News Ltd (the Australian arm of News Corp) has launched The Punch, its much rumored foray into conversational media.
Off the bat there’s a fair bit to like. The site hosts a range of writers and also aggregates content from outside News Ltd properties; that’s a reasonable step forward for a mainstream media owned site in Australia, and in that regard it should be noted as a strong positive (even if we can argue that it’s years late in coming.)
My first impressions yesterday, as they are today is that The Punch is Crikey in a blog format. Editor David Penberthy even recognises Crikey in this bizarre statement on Mumbrella:
And then there?¢‚Ǩ‚Ñ¢s Crikey, which operates on the presumption that nothing good has ever come out of mainstream journalism.
Penberthy quite clearly doesn’t read Crikey, or hasn’t for some time, because he’d know that Crikey has become a mouth piece for old media with regular editorials attacking new media, and going to extremes such as suggesting that Google is stealing from newspapers; if anything, Penberthy is less pro-newspaper than Crikey is. But I digress.
My concern, or perhaps what I don’t like about The Punch, is the same thing I don’t like in Crikey in 2009: it appears to be primarily an outlet for views from the rich, famous and/ or well connected. Credit for The Huffington Post is often given due to it providing a similar outlet in the United States, but that analysis ignores the bread and butter in terms of general news reporting and discovery.

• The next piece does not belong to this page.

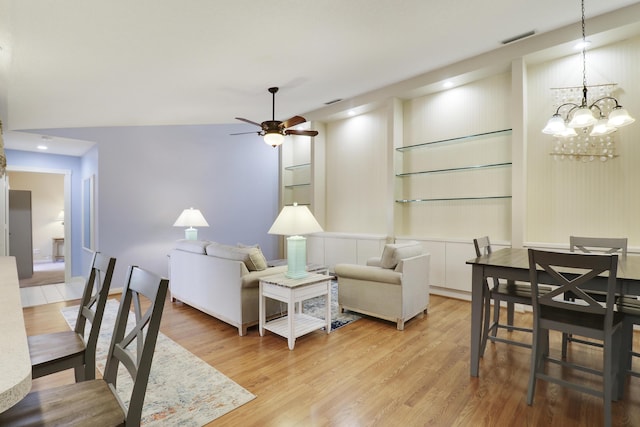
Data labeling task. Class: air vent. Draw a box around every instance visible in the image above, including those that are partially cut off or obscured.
[500,30,536,44]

But can it work? Penberthy claims that The Punch “fills what we believe is a gap in the market for readers” which is a little bold when there are multiple outlets already for this type of content (be it mostly offline). The better analysis is that The Punch provides much needed competition to Crikey, and better still it’s free competition.
I remember one time I was speaking to Stephen Mayne (Crikey’s founder, no longer with them) and he said to me that he never understood why no one ever set up a site/ service in competition to them. I always considered the problem two fold: establishing the connections Crikey had was difficult to replicate, and the cost of sustaining a competitor at the same scale was prohibitive to most. News Ltd doesn’t face those challenges and hence is placed well in offering much needed competition.
It’s early days for The Punch, and given its near blog/ 2.0 format they’ll probably learn and evolve along the way. I wouldn’t consider it brilliant, but it’s not at all bad either, and it may find a solid future. It will be interesting to see where it is in 6 and 12 months time.
Postscript: This quote from Penberthy comes with epic lulzs:
Our site is clean and simple and easy to use. We have avoided the clutter of sites overseas which have slavishly replicated every section of a general news structure and can leave readers overwhelmed.